22 April 2008

The earliest intervention is reading at home to children before they reach Kindergarten

From the Associated Press today: When her son Dylan was just 6 years old, Kristen Wahlmeier noticed that he had to be bribed to read: A surfing trip here or a pair of new shoes there before he'd pick up a book. Worried as she watched him struggle, a gnawing fear crept into her stomach: Her only son, with big blue eyes and the jones for Star Wars, might be headed for a special education classroom. Instead, teachers at his suburban Portland school intervened immediately, putting him into extra reading and vocabulary tutoring every day before school. It paid off. Now, officials in districts across the country are rapidly adopting similar early intervention programs, hoping that steering a child away from expensive special education classes later will pay off for them, too, in cost savings.
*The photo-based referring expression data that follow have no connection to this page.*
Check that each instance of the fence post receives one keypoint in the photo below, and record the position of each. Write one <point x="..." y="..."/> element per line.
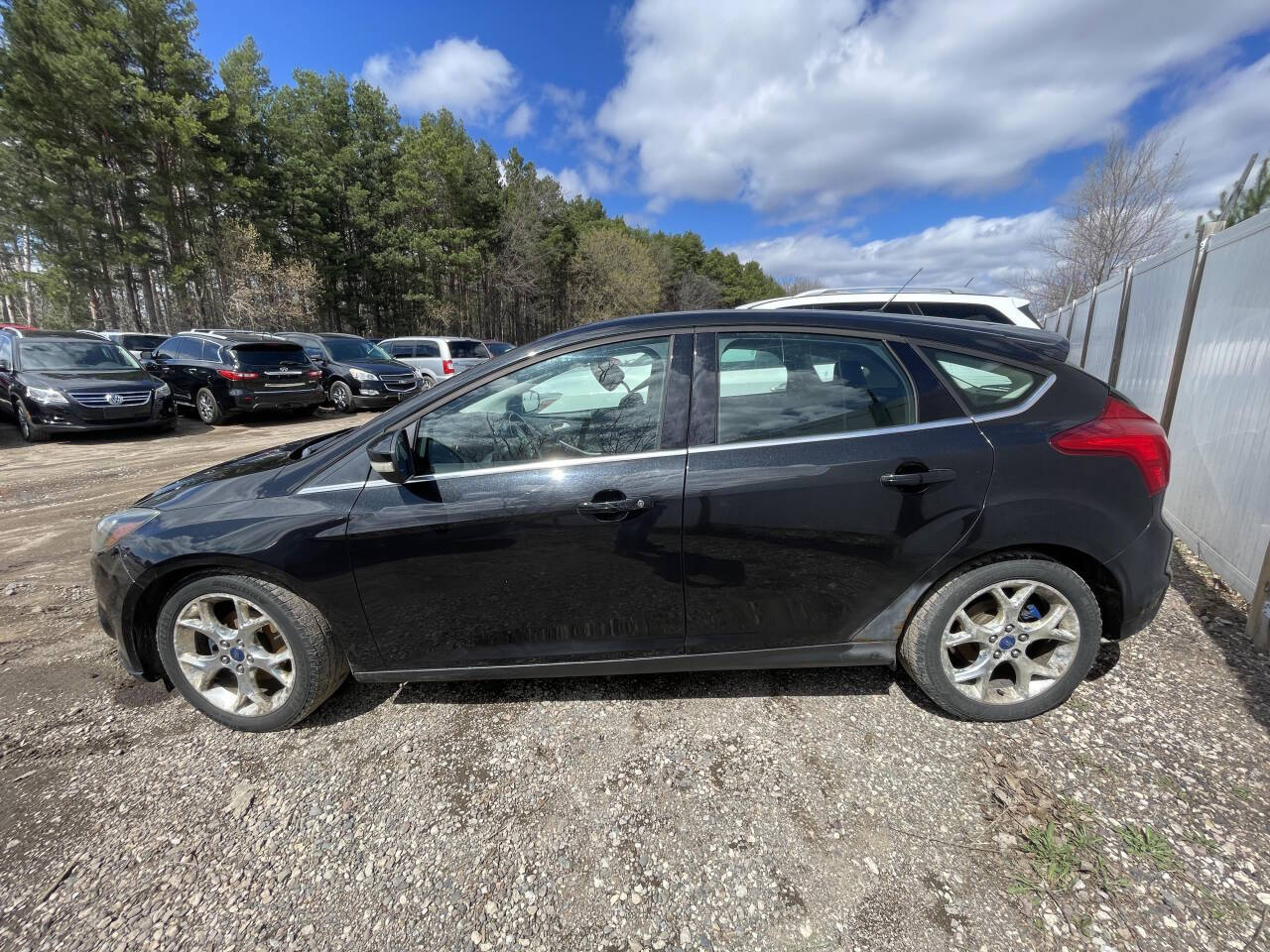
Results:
<point x="1259" y="610"/>
<point x="1088" y="326"/>
<point x="1175" y="375"/>
<point x="1121" y="320"/>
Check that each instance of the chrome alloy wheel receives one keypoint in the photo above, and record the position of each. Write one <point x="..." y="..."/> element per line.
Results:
<point x="1010" y="642"/>
<point x="234" y="654"/>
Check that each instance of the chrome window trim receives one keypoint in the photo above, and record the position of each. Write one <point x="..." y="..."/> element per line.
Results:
<point x="828" y="436"/>
<point x="535" y="465"/>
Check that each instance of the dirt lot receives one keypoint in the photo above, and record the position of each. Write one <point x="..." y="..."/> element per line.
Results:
<point x="807" y="810"/>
The Center for Urban Child Policy released a policy brief earlier this year about literacy rates in Memphis and Shelby County among low-income parents. Among our findings were that low-income parents do many things right when it comes to preparing their children for school - and a lifetime love of reading - like telling stories, singing songs, playing games and counting numbers. These "in-kind" pre-literacy activities are very important to children's developing minds. However, when it comes to the most important pre-literacy activity - reading to children - low-income parents in Shelby County lag far behind parents nationwide.

More from the AP: Traditionally, children haven't been identified for special education until third or fourth grade. They end up costing roughly twice as much, or about $12,000 a year, to educate an average student, including about $11 billion in federal dollars every year.
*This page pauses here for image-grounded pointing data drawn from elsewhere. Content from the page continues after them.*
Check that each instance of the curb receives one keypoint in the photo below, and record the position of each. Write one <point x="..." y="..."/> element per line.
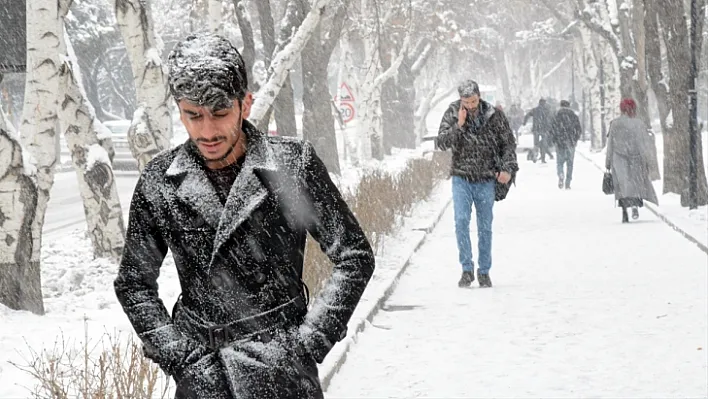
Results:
<point x="326" y="378"/>
<point x="655" y="210"/>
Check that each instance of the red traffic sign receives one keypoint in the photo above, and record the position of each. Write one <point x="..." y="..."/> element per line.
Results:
<point x="346" y="94"/>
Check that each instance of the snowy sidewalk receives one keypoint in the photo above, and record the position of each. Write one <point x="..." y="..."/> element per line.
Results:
<point x="582" y="306"/>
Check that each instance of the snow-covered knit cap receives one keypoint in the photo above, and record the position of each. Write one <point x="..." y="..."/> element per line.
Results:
<point x="468" y="88"/>
<point x="207" y="70"/>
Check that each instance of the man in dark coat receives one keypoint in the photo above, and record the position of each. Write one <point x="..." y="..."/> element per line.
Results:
<point x="542" y="117"/>
<point x="234" y="207"/>
<point x="565" y="133"/>
<point x="483" y="150"/>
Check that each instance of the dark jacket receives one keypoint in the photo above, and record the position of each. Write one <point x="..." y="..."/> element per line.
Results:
<point x="238" y="261"/>
<point x="566" y="129"/>
<point x="478" y="153"/>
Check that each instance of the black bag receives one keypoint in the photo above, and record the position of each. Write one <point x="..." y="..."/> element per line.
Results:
<point x="608" y="186"/>
<point x="501" y="190"/>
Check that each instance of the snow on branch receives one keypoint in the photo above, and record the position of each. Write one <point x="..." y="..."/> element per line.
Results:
<point x="393" y="69"/>
<point x="422" y="58"/>
<point x="586" y="14"/>
<point x="279" y="67"/>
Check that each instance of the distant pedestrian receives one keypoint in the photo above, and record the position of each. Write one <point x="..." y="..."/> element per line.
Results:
<point x="565" y="133"/>
<point x="629" y="160"/>
<point x="542" y="117"/>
These findings fit nicely with a very troublesome headline in today's Commercial Appeal:
City council may cut funding for Memphis City Schools

The Memphis City Council is considering withholding some or all of the $93.5 million requested by the city school district, a controversial move that could provide city residents with a tax break instead of a tax hike.

This triad of issues - Special Education, Early Literacy and School Funding - are critically important to see as inter-related in our community. Fourth-grade reading scores are both evidence of the past and a window to the future: they are evidence of early literacy experiences and predictors of future experiences. (Prison analysts use 4th grade reading scores to determine projected prison populations...)
  • 1 in 7 students (14%) are categorized as Students With Disabilities.
  • 4 in 5 students (82%) are categorized as Economically Disadvantaged
  • 1 in 3 people in Shelby County are functionally illiterate - meaning they have difficulty reading street signs, newspaper headlines, prescriptions and job applications
Too few parents and young children are reading together regularly. Too many children have learning difficulties which are costly for them and for us, the taxpayers. Too often, children are the last priority of policymaking and the first to be considered for budget cuts.
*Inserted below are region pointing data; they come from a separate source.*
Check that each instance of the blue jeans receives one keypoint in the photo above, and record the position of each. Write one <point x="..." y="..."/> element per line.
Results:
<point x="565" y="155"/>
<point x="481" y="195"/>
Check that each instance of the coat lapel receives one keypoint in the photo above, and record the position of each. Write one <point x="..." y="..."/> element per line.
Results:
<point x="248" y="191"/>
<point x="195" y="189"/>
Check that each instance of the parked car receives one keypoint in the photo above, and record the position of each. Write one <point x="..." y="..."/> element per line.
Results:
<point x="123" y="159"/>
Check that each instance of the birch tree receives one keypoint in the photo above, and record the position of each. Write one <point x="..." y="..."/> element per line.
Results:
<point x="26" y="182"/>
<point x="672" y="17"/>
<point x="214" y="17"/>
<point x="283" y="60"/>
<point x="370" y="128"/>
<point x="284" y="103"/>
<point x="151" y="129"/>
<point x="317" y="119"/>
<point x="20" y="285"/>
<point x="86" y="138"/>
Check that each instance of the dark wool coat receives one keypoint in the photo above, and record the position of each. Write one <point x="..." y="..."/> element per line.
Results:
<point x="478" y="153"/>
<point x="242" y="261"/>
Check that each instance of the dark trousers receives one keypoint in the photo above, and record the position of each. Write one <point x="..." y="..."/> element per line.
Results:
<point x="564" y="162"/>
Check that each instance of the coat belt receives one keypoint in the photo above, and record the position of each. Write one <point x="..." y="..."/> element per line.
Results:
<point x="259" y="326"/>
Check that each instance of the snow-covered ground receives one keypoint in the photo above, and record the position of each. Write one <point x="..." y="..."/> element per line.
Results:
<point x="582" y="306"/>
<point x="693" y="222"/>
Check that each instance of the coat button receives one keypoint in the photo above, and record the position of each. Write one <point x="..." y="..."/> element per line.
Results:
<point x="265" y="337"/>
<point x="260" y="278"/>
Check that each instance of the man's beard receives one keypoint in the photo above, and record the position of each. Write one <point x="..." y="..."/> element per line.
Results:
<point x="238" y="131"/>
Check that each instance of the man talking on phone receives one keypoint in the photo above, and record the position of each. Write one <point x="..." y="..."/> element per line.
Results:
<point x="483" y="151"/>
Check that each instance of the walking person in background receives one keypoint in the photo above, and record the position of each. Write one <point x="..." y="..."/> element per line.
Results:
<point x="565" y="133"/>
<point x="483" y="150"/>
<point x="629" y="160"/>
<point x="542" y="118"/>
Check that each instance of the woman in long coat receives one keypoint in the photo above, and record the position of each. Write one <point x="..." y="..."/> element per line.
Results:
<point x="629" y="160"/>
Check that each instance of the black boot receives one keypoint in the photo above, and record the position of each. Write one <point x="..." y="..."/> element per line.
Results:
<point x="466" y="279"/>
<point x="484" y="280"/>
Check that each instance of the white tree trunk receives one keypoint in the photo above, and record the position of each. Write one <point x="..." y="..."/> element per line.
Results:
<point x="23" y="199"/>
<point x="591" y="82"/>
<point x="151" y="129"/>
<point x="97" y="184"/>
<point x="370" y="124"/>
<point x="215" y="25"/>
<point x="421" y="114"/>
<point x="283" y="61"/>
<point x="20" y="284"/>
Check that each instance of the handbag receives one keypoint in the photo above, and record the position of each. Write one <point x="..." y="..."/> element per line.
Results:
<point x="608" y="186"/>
Things we can do that will help:
  1. Invest in early literacy experiences for children. Access to Books from Birth, access to public libraries and to quality time spent reading with parents and caregivers is critical to initiate a love of reading.
  2. Help parents read to their children. Parents may be insecure about their reading ability. The Memphis Literacy Council can give parents with difficulty reading tools to improve their skills and quality time with their kids and books.
  3. Understand the connections between poverty/low-income status, learning disabilities and school finance. Short-sighted budget cuts that affect children will not improve the quality of our city now nor in the future. What gets cut now, we will all have to pay for later.
  4. Make children a priority from the start - not an afterthought at the end.